Good luck and have fun


----------



## Scott Schuchard (Nov 23, 2002)

Is there a place around Fargo to get live birds/pigions?


----------



## Britman (Dec 18, 2002)

Not sure, you need to join Red River NAVHDA they will get you going


----------



## Scott Schuchard (Nov 23, 2002)

Should I add some pheasant sent to his toys so he starts smelling it or wait?


----------



## Bobm (Aug 26, 2003)

Scott Schuchard said:


> Should I add some pheasant sent to his toys so he starts smelling it or wait?


no


----------



## Scott Schuchard (Nov 23, 2002)

Should I use it on anything (bumpers, make trails in the yard)


----------



## Dick Monson (Aug 12, 2002)

At 8 weeks old, he is not a pup. He is a very, very young pup. Like pre-kindergarten age. Let him be a pup for a bit. He needs to get used to people and and the things in this big world. That is all new to him. There will be lots of time for birds. There are some really good training books and DVDs that will walk you along in steps according to the dogs age and ability. One I liked was "Speed Train Your Bird Dog" by Larry Mueller. Might have got it at Barnes and Noble or you can order it from them.


----------



## Bobm (Aug 26, 2003)

Scott dont worry about it .....you dont train a bird dog to hunt they are born knowing how. All you have to do is properly socialize him, teach him basic obedience gently and kindly and he will be fine. When hes big enough to run thru the fields put him in fields with birds in them and he will chase a few then start pointing them like magic....he cant help it pointing is his natural response.

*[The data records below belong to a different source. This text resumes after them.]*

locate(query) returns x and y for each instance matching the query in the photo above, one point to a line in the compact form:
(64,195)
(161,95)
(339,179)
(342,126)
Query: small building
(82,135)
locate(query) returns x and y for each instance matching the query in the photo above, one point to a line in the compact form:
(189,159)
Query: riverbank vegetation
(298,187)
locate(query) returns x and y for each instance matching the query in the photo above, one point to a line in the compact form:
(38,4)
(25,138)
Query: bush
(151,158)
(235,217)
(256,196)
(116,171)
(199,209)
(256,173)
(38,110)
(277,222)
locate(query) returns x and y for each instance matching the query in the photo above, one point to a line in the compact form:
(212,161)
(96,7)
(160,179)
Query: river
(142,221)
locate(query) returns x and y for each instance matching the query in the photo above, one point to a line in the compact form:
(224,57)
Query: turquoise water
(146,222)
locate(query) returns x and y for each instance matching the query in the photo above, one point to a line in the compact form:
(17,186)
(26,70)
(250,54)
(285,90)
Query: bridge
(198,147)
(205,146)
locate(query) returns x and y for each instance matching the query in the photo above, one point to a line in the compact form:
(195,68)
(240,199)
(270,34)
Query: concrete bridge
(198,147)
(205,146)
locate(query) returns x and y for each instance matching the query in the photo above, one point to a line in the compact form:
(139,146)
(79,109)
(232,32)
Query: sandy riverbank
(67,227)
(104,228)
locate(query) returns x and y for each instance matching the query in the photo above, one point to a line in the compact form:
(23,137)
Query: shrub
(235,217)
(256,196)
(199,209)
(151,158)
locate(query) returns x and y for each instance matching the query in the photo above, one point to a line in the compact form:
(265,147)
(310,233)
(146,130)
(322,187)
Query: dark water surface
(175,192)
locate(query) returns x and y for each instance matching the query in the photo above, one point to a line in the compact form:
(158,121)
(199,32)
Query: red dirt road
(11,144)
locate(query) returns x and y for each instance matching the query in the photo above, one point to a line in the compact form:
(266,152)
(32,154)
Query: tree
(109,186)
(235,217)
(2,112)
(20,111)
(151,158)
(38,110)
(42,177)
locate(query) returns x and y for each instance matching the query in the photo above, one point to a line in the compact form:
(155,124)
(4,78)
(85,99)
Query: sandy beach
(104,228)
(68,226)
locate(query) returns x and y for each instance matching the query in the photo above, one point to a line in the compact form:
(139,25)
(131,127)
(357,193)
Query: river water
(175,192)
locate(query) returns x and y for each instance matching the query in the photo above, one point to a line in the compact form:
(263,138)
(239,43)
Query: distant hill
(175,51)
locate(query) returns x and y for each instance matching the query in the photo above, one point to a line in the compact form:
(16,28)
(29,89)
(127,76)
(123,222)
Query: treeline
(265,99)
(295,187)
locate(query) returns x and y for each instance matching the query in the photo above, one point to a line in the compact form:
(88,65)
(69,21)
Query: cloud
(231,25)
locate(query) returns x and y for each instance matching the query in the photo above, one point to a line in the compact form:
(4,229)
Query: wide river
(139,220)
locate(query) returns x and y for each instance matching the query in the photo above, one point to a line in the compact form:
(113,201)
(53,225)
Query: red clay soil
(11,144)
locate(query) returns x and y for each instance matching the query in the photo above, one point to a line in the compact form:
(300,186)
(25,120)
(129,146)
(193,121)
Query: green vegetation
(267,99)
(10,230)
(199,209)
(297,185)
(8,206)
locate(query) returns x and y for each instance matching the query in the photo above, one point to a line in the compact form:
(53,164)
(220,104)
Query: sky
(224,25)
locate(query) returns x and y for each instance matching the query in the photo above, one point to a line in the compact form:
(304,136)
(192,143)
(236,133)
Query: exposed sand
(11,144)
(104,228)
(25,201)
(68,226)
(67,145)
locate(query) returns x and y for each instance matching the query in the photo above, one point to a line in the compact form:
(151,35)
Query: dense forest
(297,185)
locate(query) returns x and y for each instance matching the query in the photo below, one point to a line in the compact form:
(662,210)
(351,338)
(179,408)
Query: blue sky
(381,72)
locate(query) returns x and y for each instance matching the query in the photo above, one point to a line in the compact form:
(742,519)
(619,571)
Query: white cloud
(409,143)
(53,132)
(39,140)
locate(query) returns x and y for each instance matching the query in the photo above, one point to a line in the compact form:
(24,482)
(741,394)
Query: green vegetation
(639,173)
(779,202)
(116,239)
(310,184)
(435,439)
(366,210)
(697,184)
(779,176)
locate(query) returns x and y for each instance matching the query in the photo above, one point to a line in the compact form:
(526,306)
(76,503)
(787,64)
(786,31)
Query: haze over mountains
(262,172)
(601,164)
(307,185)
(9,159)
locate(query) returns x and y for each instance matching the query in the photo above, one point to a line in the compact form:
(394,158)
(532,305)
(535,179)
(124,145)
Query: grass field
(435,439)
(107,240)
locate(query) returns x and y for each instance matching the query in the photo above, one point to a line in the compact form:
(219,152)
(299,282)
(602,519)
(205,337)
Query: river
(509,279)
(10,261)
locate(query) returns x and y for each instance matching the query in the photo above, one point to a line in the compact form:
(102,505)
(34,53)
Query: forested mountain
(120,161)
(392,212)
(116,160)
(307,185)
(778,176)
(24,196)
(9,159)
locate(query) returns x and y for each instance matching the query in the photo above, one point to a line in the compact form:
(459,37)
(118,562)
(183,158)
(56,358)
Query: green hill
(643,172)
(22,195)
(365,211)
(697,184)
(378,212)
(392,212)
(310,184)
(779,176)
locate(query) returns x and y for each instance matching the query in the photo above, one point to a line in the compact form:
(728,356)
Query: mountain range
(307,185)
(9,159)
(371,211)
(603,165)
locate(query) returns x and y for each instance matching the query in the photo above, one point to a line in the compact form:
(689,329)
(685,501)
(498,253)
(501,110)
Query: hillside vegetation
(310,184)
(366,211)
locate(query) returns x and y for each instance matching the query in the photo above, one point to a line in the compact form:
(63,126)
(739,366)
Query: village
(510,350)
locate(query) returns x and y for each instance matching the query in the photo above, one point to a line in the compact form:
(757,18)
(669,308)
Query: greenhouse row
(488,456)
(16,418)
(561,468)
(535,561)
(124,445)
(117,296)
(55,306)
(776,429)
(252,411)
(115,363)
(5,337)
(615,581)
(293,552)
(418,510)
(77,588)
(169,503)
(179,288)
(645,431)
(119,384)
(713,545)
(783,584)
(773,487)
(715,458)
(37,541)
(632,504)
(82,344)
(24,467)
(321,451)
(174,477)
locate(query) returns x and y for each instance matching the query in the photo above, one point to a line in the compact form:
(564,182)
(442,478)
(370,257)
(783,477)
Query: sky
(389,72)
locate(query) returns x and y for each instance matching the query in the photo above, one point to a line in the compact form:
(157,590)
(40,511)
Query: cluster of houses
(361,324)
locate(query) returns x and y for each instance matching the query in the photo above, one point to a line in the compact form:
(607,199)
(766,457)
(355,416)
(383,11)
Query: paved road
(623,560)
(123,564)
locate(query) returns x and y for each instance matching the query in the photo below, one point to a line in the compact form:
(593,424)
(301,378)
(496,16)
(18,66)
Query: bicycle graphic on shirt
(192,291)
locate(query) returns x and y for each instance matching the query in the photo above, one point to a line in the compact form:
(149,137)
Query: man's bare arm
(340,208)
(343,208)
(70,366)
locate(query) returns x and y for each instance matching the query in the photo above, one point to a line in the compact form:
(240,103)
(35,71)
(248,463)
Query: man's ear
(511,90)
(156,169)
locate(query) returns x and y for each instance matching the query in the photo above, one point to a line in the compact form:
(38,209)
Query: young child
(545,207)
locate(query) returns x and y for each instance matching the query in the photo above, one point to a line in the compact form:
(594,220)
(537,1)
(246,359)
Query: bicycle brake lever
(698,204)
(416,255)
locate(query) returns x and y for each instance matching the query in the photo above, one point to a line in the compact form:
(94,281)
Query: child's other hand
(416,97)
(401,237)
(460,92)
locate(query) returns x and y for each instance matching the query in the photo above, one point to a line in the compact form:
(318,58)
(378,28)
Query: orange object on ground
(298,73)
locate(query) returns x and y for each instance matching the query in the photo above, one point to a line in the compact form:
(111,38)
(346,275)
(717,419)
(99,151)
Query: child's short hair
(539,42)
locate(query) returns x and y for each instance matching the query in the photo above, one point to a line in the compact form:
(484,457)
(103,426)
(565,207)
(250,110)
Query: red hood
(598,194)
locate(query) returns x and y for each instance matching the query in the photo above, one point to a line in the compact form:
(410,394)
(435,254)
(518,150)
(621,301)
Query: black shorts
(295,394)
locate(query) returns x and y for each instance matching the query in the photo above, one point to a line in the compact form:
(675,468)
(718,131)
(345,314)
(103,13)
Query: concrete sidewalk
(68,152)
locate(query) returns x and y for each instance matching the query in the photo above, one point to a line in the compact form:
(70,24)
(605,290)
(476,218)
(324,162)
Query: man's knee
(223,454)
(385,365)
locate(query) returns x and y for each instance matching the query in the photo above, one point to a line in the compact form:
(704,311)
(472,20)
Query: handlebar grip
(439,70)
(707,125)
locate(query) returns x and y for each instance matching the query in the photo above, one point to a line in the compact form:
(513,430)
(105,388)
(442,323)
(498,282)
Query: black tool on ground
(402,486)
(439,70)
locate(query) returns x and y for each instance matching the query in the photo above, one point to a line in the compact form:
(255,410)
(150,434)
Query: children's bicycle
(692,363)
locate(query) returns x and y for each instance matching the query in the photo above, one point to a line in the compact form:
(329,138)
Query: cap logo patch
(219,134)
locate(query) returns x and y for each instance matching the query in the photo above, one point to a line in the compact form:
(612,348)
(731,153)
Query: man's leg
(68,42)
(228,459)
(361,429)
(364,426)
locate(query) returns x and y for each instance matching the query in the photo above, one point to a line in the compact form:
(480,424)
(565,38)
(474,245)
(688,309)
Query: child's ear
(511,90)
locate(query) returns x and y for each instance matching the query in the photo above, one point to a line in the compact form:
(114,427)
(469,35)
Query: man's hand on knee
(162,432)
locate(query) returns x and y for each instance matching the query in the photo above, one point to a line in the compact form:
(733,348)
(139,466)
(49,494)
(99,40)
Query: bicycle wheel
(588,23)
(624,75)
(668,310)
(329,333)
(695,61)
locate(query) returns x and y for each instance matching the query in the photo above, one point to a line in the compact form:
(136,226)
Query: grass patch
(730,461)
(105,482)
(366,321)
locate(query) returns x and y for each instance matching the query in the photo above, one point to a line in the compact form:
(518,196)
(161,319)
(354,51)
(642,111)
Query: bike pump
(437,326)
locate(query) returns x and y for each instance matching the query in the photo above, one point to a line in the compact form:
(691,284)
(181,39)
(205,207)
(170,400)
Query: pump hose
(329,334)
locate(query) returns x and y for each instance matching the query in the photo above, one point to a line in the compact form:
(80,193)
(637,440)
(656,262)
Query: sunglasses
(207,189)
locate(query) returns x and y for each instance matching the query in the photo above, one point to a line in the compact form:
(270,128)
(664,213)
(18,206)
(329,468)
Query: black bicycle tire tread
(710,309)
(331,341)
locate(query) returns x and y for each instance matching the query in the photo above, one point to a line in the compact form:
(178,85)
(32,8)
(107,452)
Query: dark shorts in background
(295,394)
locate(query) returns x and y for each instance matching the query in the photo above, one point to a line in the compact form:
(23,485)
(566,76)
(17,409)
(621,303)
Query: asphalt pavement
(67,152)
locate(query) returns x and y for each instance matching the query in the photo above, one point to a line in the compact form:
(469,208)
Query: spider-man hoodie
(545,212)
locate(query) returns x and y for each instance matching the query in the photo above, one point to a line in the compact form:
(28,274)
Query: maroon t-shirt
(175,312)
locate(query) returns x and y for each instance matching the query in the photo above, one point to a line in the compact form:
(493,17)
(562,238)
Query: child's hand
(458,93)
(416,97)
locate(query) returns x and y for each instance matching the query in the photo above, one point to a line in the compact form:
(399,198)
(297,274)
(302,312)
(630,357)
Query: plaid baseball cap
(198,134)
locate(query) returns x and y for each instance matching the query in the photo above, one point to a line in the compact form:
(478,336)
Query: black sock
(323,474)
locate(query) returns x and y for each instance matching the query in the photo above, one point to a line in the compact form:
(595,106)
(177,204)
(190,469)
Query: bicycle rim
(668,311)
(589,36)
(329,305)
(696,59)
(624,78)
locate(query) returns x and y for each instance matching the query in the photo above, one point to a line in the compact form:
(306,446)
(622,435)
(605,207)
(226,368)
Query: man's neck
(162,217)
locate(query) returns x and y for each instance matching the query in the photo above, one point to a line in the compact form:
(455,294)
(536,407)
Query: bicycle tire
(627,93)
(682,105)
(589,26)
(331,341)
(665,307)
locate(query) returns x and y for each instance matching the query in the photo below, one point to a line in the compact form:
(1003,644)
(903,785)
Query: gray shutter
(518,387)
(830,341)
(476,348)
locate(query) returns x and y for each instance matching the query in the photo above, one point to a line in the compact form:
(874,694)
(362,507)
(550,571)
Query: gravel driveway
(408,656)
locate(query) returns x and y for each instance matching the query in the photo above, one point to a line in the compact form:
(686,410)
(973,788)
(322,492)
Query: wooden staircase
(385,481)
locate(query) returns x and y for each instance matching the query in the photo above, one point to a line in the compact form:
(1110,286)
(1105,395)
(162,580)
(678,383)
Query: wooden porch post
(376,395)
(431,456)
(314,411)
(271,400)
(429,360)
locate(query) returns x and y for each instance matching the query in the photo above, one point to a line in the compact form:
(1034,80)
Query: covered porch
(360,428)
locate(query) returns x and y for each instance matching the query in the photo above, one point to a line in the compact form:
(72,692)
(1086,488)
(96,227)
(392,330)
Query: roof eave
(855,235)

When he gets a little older say 16 weeks if you want you can teach him to track for the fun of it with a hot dog dragged across the line off to your side off a fishing rod so he learns to track the hot dog and not your scent. Start with short straight drags then when he gets good at it put some 90 degree turns so he loses the scent and "checks" (circles) to pickup the scent line again. Its a simple exercise that does teach nose awarenes. Microwave the hotdogs first then let them cool and leave about a 1/3 of it at the end of the trail. dont over do it once a day for a couple weeks is more than enough. Just helps them understand how to use their nose.

Its a common practice among beaglers with their pups.

Right now hes just an infant and just needs affection and exposure to friendly people so he has a bold outgoing attitude.

DO not expose him to gunfire in any fashion at this point. He should be well into birds before that.

You need to get a good book or video as Dick suggested (pick one training program dont mix and match) and follow it all the way thru.


----------



## Scott Schuchard (Nov 23, 2002)

Thank you guys I'll go and check out a couple books or DVDs this weekend.


----------